- Nov 13, 2023
Cow Burps Seen From Space
On 2nd March 2022, high-resolution satellites owned and operated by GHGSat, the environmental data company, detected methane (CH4) emissions coming from an agricultural area in California’s Joaquin Valley.
Analysis later confirmed the source as being a feedlot 6 miles (10km) south-east of Bakersfield. This highlights the importance of tracking greenhouse gas emissions from cattle farming, and the ability to do so even from space.
Five emissions were recorded over the Bear 5 feedlot, ranging in size from 443 to 668kg/h. If sustained for a year, this would result in 5,116 tonnes of gas being released – enough to power 15,402 homes. The observations were made by high-resolution satellites the size of microwave ovens, orbiting at an altitude of 500kms (300miles). GHGSat pioneered this technology, which can pin point the exact source of even small leaks.
Agriculture is a major source of methane, a greenhouse gas c.84 times more potent than CO2 over 20 years. Cattle faming is responsible for c.3.7% of all emissions, with the world’s
1.4 billion cows each burping up to 500 litres of CH4 per day, due to a digestive process known as ‘enteric fermentation’.
Pollution from feedlots is a major issue. Used to quickly fatten cattle before slaughter, they are a common feature of beef production in Australia, Canada, EU and the US. The largest may contain upwards of 120,000 animals at any one time. California’s 1.4m cows are the biggest source of diary-related methane in the country, something the State is trying to address through legislation. In 2017, new rules came into effect targeting a 40% reduction in levels of methane and fluorinated gases in the atmosphere by 2030, compared with 2013 values.

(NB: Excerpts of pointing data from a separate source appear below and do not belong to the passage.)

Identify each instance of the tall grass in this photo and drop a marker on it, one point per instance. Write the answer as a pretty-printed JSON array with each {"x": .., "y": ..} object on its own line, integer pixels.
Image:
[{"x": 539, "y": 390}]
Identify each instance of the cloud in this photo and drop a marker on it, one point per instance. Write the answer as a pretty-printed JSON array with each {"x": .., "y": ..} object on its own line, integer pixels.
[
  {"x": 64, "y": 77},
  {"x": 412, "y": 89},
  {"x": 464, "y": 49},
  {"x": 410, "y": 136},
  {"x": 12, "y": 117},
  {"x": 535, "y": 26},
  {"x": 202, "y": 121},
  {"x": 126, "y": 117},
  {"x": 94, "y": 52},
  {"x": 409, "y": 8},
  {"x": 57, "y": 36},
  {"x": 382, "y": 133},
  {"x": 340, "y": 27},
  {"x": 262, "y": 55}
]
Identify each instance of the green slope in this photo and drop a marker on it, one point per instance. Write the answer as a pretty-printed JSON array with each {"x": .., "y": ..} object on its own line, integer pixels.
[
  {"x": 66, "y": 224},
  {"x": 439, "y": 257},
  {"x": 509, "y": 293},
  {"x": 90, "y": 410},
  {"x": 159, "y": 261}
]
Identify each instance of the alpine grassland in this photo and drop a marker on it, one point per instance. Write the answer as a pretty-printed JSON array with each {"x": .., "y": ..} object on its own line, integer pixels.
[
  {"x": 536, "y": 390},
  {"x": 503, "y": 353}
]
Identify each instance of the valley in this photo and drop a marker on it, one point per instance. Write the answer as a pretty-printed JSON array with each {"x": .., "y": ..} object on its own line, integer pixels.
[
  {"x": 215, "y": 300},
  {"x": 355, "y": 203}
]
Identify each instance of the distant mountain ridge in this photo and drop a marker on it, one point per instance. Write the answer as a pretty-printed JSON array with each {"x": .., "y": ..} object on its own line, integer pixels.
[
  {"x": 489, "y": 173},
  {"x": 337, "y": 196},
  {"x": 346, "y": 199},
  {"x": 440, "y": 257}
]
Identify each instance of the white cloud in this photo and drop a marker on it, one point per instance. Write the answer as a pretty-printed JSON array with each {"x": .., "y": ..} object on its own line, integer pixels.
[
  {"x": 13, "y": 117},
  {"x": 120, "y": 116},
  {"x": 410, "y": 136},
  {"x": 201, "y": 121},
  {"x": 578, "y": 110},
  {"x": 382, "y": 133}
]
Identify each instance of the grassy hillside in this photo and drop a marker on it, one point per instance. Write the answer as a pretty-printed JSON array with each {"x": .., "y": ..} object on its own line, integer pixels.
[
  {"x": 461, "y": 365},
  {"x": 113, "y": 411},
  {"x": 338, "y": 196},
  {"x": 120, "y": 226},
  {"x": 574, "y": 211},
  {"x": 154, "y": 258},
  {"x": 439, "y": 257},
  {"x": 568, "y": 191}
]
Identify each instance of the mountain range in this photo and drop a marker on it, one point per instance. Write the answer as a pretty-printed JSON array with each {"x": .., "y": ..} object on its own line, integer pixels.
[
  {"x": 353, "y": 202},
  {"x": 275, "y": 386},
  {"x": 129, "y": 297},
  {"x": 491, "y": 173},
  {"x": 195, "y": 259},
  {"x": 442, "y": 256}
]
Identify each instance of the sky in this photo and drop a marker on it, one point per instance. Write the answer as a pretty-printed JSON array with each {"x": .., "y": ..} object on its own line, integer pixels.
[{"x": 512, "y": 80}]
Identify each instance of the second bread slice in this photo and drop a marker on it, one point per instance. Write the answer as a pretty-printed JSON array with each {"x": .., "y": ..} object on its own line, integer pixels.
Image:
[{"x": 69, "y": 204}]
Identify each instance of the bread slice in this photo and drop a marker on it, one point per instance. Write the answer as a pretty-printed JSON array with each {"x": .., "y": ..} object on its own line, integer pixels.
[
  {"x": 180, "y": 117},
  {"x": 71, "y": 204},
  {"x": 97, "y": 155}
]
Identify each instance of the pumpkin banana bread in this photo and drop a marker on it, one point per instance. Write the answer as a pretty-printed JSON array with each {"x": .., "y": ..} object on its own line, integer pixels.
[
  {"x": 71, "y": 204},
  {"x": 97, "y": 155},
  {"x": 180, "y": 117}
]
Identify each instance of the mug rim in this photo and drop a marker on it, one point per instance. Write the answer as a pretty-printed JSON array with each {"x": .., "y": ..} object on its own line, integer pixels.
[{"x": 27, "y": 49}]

A variety of techniques to cut cow emissions are being tested, including adding small quantities of seaweed to their feed. Accurate emissions measurement is essential, however, for targets to be enforced and new practices to be adopted by the beef-production industry.
Until now, practical solutions for measuring emissions have been elusive: ground-based monitoring is labour intensive, haphazard and can only scan small areas. Aircraft-mounted sensors can cover more ground, but also at a high cost. GHGSat has shown that satellites can monitor thousands of sites, every day, at low cost and so support immediate climate action.
GHGSat is the world-leader in emissions monitoring from space, and the only organisation – public or private – operating satellites designed for high-resolution greenhouse gas detection. It has been measuring methane emissions from hydropower, oil & gas, landfill and coal mining facilities since 2017, and its data is being provided to the United Nation’s IMEO programme (International Methane Emissions Observatory).
In 2021, GHGSat proved that satellites could accurately measure methane emissions from open-pit coal mines. The company is currently developing world-first methodologies to check emissions from offshore energy production facilities and will also be expanding its investigation of agricultural methane sources to include sugar beet and sugar cane production, and dairy farming.
GHGSat currently has three satellites in orbit with two more scheduled to launch this year.